Referências bibliográficas
FREIRE, Paulo. A importância do ato de ler: em três artigos que se completam. São Paulo, Cortes, 37 ed., 1999.
FREIRE, Paulo. Prefácio À Edição Brasileira. In: SNYDERS, Georges. Alunos felizes: reflexão sobre a alegria na escola a partir de textos literários. São Paulo, Editora Paz e Terra, 2005. p. 9-10.
FREIRE, Paulo. Pedagogia da autonomia. Saberes necessários à prática educativa. São Paulo, Paz e Terra, 1997.
GADOTTI, Moacir. Gestão democrática com participação popular: planejamento e organização da educação nacional. São Paulo, Editora e Livraria Instituto Paulo Freire, 2013. Cadernos de Formação v.6.

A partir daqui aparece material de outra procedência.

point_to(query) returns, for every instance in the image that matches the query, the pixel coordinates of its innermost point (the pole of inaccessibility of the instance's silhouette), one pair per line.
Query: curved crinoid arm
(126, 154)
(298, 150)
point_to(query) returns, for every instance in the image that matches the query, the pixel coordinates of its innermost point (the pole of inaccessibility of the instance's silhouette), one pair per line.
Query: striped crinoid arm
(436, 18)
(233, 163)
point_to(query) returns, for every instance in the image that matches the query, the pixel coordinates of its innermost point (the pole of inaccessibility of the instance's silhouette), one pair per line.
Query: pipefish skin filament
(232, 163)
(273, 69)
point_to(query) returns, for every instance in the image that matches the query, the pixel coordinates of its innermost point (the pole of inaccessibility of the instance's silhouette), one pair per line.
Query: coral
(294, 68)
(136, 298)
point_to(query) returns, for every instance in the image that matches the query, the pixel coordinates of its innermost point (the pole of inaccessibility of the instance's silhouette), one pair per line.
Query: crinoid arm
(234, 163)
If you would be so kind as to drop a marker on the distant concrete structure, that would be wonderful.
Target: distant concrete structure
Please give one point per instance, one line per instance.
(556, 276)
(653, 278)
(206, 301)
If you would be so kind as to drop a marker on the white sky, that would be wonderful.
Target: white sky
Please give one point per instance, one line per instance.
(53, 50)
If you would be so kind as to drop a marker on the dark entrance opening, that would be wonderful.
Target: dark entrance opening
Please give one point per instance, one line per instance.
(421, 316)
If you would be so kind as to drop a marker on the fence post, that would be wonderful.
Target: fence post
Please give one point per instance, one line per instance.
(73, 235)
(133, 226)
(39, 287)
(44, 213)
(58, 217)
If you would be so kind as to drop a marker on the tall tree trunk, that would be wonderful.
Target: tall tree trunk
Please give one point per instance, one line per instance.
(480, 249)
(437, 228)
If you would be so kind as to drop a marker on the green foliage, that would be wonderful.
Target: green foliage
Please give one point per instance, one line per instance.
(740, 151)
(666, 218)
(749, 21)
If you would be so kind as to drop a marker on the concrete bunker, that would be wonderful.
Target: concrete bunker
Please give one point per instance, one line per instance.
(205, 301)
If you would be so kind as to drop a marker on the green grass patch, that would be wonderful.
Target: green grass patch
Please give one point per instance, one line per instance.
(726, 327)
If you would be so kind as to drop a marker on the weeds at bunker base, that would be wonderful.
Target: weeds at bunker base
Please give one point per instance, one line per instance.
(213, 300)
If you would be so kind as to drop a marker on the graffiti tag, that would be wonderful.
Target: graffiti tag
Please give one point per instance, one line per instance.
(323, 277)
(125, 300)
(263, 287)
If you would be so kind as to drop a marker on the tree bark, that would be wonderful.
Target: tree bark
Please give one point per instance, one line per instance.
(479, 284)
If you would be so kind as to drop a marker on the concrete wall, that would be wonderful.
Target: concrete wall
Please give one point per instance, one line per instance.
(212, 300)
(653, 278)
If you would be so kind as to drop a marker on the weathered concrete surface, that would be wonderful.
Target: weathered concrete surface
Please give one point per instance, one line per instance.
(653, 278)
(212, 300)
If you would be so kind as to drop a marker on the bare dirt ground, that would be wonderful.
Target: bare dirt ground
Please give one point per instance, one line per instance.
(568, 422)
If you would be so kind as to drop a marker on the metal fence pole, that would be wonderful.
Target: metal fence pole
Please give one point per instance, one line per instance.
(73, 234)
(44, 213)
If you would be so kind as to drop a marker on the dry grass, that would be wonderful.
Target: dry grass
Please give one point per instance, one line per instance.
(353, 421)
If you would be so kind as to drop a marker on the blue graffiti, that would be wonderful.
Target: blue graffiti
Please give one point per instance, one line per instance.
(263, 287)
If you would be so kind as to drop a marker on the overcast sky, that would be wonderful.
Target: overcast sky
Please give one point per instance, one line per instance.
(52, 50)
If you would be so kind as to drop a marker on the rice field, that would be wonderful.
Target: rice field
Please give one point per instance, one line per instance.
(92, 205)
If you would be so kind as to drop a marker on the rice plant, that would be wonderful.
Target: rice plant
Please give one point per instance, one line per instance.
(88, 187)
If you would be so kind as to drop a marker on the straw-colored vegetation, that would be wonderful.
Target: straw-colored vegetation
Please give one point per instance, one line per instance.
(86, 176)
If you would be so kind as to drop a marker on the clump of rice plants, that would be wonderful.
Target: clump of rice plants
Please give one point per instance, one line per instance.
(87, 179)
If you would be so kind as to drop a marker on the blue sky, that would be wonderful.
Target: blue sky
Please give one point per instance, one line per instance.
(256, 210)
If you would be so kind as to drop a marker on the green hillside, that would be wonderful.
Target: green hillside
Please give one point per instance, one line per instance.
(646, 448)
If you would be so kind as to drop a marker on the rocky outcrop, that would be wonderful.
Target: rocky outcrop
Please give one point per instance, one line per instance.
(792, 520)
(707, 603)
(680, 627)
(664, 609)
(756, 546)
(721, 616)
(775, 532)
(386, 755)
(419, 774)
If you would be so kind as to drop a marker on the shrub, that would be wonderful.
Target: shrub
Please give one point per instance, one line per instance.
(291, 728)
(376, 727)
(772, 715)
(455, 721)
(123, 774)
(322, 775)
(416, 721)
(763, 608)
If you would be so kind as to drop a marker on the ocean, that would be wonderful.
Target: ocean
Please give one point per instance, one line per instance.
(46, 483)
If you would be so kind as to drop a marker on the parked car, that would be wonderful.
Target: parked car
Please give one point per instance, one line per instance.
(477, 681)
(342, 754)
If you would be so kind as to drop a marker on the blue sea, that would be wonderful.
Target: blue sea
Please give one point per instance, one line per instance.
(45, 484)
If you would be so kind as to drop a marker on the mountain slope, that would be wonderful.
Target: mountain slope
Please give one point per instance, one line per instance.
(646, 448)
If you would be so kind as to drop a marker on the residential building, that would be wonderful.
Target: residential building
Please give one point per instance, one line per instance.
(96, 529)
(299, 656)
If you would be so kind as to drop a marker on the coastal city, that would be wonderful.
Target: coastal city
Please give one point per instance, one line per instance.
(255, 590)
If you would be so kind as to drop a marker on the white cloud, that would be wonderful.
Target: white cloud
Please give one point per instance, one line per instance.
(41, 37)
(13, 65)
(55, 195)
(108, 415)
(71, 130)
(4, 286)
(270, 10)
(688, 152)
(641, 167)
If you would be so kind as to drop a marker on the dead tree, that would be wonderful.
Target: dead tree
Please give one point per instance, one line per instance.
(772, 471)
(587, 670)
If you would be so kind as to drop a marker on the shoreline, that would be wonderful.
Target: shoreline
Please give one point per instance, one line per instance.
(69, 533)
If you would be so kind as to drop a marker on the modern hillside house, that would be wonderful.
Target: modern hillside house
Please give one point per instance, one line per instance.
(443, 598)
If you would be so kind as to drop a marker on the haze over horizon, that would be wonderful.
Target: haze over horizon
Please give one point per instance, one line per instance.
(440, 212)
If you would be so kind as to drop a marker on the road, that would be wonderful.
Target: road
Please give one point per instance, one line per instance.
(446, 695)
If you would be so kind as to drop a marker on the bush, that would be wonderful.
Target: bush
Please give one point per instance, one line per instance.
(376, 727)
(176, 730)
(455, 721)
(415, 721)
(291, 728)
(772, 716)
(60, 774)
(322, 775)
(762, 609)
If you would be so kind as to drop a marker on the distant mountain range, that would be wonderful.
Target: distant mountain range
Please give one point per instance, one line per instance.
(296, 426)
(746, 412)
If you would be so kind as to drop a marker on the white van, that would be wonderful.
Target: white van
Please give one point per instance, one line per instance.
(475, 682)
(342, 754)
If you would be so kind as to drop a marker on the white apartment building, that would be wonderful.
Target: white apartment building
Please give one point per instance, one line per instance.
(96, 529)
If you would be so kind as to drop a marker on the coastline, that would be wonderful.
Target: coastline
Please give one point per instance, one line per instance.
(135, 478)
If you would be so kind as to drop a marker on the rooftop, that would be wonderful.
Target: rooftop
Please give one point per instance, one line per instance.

PADILHA, Paulo Roberto. Educar em todos os cantos: por uma educação intertranscultural. São Paulo, Cortez, 2007; Editora e Livraria Instituto Paulo Freire, 2012.
Paulo Roberto Padilha é Pedagogo, mestre e doutor em educação
pela Faculdade de Educação da USP. Diretor do Instituto Paulo Freire.
Músico e bacharel em Ciências Contábeis. É autor de vários livros, entre
eles Educar em todos os cantos, Educação Integral, Educação cidadã, Município que Educa, Currículo Intertranscultural, Planejamento Dialógico.
E-mail:
padilha@paulofreire.org
www.paulofreire.org
[1]
“Black Bloc foi o termo sugerido de forma confusa na imprensa nacional.
Seriam jovens anarquistas anticapitalistas e antiglobalização, cujo lema
passa por destruir a propriedade de grandes corporações e enfrentar a
polícia. Nas capas de jornais e na boca dos âncoras televisivos, eram 'a
minoria baderneira' em meio a 'protestos que começaram pacíficos e
ordeiros'. Uma abordagem simplista diante de um fenômeno complexo”.
(reportagem da capa da Revista Carta Capital, por Piero Locatelli e
Willian Vieira, intitulada “O black bloc está na rua”. Edição 7 de
agosto de 2013 Ano XVIII No 760. pg. 22 a 26).
[2] Vejam só.... este texto foi escrito há exatamente 30 anos e 7 meses. Alguma semelhança com os nossos dias não será pura coincidência. Infelizmente.